Zusammengefasst ist also zu sagen, dass alles korrekt ist und man nichts dagegen unternehmen kann?

Huhu!

Frage 1: Wieviel Zeit hat der Anwalt für so etwas?

Verjährt dürfte der Anspruch auf Stellung einer Rechnung noch
nicht sein.

Die ANtwort auf dei Frage lautetr also: Wie bei jedem anderen
Menschen auch, so lange er will. Der Schuldner könnte
allenfalls nach dem 1. Januar 2012 Verjährung einwenden.

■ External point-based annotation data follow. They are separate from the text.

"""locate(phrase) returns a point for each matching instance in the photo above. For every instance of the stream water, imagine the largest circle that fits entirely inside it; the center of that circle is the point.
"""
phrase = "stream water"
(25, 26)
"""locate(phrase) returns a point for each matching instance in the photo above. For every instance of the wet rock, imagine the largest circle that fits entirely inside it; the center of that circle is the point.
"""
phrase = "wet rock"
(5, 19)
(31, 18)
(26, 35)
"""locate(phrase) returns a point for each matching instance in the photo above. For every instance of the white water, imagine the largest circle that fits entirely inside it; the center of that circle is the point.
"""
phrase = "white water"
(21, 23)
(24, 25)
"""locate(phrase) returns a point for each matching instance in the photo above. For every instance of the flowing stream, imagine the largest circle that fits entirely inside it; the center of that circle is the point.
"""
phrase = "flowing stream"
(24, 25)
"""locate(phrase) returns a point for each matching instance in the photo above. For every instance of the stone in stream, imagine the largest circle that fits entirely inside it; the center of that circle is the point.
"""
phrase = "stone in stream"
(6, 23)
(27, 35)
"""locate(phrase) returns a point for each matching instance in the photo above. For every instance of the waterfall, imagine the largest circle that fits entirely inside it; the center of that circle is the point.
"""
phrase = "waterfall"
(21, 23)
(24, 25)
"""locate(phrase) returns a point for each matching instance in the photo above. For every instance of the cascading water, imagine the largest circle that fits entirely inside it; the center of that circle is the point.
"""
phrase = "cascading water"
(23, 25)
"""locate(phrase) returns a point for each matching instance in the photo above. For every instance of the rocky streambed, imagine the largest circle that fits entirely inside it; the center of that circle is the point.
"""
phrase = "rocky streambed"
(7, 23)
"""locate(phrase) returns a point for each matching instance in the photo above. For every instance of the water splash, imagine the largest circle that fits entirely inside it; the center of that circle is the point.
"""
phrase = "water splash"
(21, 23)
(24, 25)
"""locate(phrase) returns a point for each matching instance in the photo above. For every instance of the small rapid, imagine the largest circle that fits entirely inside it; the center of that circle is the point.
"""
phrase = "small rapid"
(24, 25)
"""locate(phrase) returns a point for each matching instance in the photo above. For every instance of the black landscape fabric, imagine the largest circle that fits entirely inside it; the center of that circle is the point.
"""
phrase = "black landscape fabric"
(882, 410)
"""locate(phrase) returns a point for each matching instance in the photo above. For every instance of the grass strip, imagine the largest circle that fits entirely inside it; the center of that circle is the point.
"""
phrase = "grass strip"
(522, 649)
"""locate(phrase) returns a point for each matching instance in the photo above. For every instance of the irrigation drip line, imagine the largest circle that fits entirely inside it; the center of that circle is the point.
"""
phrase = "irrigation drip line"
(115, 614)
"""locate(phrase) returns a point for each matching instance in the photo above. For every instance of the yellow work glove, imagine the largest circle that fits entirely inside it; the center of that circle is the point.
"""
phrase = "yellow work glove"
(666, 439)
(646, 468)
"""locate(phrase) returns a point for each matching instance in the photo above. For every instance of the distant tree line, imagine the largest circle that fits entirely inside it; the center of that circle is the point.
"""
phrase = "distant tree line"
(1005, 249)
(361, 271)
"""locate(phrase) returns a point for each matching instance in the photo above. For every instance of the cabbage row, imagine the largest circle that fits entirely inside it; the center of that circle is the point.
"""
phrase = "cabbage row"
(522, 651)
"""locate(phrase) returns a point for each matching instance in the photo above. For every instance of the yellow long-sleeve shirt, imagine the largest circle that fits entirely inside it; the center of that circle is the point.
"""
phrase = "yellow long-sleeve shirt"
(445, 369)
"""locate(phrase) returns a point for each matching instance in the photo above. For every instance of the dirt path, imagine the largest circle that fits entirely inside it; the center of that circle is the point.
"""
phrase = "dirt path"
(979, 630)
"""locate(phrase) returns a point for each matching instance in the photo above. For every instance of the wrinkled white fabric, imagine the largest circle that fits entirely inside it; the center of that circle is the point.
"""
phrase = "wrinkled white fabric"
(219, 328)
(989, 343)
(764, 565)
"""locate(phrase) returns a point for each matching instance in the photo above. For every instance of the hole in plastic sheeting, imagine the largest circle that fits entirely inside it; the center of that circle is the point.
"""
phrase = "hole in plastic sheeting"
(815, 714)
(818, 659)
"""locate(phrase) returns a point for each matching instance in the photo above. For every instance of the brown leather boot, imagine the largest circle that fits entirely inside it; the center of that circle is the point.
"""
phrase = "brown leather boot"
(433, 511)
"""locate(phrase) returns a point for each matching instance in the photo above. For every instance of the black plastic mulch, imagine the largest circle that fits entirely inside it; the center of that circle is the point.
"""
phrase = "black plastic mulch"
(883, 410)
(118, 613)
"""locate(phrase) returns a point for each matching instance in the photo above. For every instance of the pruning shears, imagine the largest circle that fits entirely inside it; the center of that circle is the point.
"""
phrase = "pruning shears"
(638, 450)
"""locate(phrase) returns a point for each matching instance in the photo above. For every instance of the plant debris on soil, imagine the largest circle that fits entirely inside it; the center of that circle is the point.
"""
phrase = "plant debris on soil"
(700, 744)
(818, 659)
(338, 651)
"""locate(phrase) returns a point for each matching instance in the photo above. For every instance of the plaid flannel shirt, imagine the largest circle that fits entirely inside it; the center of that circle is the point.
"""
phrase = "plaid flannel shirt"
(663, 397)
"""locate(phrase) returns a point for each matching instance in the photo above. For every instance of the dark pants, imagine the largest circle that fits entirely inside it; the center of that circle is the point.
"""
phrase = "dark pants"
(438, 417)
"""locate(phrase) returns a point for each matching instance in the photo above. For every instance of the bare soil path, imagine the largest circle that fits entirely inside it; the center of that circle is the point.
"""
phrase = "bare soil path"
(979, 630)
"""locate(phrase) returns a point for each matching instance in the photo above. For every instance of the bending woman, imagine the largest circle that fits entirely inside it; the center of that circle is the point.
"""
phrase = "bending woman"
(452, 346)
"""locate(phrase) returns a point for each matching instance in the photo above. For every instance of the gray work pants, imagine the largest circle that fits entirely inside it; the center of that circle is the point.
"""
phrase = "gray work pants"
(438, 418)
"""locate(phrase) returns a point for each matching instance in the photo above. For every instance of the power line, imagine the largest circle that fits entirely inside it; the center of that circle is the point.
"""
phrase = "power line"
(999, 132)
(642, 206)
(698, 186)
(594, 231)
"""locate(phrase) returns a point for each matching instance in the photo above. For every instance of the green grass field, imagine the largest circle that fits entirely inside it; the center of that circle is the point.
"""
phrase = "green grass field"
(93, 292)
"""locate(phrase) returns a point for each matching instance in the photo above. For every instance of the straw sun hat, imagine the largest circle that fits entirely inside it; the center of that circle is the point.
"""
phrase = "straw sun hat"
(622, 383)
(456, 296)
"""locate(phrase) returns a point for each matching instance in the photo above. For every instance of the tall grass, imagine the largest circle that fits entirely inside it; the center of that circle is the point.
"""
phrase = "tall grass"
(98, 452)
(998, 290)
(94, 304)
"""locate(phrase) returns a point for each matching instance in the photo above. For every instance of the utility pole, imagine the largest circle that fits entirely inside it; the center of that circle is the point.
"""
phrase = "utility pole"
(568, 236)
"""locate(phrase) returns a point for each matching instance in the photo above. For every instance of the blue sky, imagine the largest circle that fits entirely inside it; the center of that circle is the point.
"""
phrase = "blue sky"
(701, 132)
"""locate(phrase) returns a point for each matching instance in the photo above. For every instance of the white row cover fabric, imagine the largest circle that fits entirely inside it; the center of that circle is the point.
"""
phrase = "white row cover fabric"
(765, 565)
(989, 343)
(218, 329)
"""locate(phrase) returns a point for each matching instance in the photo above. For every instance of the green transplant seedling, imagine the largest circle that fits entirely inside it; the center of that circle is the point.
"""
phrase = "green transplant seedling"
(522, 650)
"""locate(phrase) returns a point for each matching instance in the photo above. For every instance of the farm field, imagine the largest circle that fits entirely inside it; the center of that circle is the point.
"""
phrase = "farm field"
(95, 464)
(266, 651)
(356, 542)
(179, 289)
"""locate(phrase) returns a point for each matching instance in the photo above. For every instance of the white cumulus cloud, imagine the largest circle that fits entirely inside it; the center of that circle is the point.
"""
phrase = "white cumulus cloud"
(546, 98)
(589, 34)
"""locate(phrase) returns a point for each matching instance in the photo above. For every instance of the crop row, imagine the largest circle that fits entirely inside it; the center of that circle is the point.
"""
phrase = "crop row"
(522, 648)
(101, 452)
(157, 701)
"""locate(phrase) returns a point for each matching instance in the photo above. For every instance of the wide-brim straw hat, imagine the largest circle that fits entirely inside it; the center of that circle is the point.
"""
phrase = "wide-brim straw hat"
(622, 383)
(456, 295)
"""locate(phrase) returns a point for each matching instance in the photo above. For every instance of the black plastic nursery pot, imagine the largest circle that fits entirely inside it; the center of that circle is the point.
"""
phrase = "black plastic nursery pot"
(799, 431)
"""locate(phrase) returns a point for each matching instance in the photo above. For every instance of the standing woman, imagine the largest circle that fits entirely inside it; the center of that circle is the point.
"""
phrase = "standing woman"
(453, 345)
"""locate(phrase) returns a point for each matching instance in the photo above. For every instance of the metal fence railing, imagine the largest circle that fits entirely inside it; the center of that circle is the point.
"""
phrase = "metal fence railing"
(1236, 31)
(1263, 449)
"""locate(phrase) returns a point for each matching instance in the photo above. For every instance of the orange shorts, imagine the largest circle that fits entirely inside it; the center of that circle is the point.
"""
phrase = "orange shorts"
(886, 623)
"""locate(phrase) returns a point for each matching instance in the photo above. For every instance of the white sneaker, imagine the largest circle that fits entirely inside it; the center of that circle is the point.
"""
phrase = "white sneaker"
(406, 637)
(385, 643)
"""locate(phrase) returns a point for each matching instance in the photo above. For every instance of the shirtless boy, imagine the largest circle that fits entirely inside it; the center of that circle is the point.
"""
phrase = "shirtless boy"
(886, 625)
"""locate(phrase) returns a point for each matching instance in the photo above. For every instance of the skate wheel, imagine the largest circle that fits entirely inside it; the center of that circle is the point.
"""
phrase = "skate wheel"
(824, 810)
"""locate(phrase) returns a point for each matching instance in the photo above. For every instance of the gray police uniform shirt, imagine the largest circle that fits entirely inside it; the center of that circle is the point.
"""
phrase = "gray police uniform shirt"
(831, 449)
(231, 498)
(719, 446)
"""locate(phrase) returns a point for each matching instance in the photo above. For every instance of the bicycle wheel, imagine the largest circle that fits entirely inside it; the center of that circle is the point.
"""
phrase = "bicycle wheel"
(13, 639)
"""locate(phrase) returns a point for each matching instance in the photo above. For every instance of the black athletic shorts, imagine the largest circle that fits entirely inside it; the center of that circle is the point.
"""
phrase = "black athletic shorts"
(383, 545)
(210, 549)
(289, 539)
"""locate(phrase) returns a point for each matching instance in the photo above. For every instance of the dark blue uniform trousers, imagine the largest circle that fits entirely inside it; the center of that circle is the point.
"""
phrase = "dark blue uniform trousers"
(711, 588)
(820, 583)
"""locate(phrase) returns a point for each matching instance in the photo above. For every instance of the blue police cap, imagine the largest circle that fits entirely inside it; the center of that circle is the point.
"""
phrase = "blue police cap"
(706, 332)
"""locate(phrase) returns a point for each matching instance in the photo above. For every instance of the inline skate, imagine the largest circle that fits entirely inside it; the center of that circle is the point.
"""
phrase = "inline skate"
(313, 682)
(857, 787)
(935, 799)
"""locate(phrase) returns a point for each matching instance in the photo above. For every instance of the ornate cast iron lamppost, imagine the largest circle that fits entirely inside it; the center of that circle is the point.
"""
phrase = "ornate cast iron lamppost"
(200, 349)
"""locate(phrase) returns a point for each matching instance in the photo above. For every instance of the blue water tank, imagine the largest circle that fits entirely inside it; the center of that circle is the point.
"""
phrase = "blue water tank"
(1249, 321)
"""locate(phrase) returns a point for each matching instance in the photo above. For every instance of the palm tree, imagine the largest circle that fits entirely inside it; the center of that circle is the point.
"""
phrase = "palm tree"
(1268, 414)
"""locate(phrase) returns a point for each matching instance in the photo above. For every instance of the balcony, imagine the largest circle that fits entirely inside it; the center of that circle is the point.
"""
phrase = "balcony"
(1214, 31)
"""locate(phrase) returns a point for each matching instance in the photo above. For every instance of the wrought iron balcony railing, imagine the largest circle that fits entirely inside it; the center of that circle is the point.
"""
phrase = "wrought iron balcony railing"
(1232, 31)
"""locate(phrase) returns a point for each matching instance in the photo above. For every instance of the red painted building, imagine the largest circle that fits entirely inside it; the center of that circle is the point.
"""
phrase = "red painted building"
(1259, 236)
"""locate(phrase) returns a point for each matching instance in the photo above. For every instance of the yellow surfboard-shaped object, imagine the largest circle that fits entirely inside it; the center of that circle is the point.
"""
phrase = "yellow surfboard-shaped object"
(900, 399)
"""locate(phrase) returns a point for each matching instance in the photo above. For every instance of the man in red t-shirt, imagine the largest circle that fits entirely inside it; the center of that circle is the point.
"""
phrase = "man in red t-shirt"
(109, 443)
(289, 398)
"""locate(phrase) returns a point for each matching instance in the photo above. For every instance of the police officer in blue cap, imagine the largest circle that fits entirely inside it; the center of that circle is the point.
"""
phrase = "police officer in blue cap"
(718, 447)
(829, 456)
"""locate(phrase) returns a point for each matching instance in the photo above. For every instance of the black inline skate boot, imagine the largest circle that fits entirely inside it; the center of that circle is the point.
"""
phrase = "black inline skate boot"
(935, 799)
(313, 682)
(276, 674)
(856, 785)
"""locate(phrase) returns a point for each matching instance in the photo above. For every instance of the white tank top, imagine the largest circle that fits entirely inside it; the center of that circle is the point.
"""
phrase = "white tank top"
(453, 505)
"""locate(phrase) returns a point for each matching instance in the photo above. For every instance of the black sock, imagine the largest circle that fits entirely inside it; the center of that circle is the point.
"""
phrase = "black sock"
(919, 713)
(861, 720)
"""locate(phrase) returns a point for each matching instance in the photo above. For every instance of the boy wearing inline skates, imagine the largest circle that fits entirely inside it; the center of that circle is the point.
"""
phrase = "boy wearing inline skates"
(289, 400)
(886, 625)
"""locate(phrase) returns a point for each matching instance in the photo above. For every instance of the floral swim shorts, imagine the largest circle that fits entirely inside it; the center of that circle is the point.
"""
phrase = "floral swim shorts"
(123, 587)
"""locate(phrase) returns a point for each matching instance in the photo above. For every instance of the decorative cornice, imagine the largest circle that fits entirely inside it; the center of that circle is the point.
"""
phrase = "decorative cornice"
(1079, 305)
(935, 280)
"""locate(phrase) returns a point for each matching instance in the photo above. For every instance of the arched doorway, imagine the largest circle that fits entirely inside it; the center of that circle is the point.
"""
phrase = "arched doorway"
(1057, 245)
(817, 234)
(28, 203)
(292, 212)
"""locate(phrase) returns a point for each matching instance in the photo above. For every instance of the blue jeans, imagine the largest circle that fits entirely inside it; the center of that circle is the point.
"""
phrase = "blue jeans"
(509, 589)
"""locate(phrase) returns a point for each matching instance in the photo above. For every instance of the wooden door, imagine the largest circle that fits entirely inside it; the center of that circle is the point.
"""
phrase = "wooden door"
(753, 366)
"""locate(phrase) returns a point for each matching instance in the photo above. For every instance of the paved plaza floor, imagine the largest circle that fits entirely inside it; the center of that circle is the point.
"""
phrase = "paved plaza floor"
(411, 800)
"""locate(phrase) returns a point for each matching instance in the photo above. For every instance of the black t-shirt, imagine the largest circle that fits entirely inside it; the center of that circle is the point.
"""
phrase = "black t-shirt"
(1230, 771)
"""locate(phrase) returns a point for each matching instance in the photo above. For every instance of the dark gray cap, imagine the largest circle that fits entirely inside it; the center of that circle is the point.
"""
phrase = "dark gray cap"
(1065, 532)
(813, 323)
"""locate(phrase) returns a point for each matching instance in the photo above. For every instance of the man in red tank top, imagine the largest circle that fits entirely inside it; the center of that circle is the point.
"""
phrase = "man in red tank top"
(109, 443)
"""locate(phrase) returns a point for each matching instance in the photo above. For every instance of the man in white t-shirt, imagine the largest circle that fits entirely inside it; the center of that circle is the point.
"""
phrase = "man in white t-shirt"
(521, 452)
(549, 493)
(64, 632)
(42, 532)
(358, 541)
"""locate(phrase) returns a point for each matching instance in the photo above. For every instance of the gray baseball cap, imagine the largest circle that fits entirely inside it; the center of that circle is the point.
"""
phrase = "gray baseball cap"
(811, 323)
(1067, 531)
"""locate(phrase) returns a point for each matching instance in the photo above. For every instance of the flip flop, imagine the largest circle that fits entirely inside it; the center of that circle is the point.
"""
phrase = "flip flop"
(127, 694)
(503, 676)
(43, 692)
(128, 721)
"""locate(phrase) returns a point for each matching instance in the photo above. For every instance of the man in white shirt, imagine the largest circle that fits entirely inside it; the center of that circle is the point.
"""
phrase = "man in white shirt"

Laut Standesrecht ist der Rechtsanwalt verpflichtet, unmittelbar nach Abschluss einer Instanz, spätestens jedoch mit Abschluss der Angelegenheit seine Tätigkeiten in Rechnungen zu stellen. Wenn dies aufgrund der zahlreichen Umzüge und den daraus folgenden zahlreichen Einwohnermeldeamtsanfragen erst 1,5 Jahre später erfolgen KANN, dann geht das meiner Meinung nach in Ordnung.

Frage 2: Wo darf der Anwalt die Anschrift erfragen, da sich
diese in diesen 1,5 Jahren dreimal geändert hat?

Zum Beispiel beim Einwohnermeldeamt…

Na klar!

In Anwaltsbüros gern auch über die Anschriftenprüfung - Service der Deutschen Post.

Frage 3: Ist die Höhe der Rechnung für ein Schreiben und rund
15 Minuten Gespräch gerechtfertigt?

Ja. Anwaltliche Erstberatungen bewegen sich üblicherweise in
diesem Spektrum.

Erstens: Im Ausgangsfall ging es nicht um eine Erstberatung,
sondern es ist eine Geschäftsgebühr entstanden. Diese richtet
sich nach dem Gegenstandswert, der im Arbeitsrecht schon mal
ziemlich hoch sein kann. Zweitens: Quatsch! 190 Euro (netto)
ist bei Verbrauchern die Obergrenze für Erstberatungen. Das
übliche Spektrum ist weitaus niedriger anzusetzen.

Zu dieser letzten Frage kannst du auch unter „Gesetze im Internet“ unter Gesetze+Verordnungen/RVG/Beratung nachgucken:

Wenn keine Vereinbarung getroffen worden ist, erhält der Rechtsanwalt Gebühren nach den Vorschriften des bürgerlichen Rechts. Ist in diesem Fall der Auftraggeber ein Verbraucher, beträgt die Gebühr für die Beratung oder für die Ausarbeitung eines schriftlichen Gutachtens jeweils höchstens 250 Euro; § 14 Abs. 1 gilt entsprechend; für ein erstes Beratungsgespräch beträgt die Gebühr jedoch höchstens 190 Euro.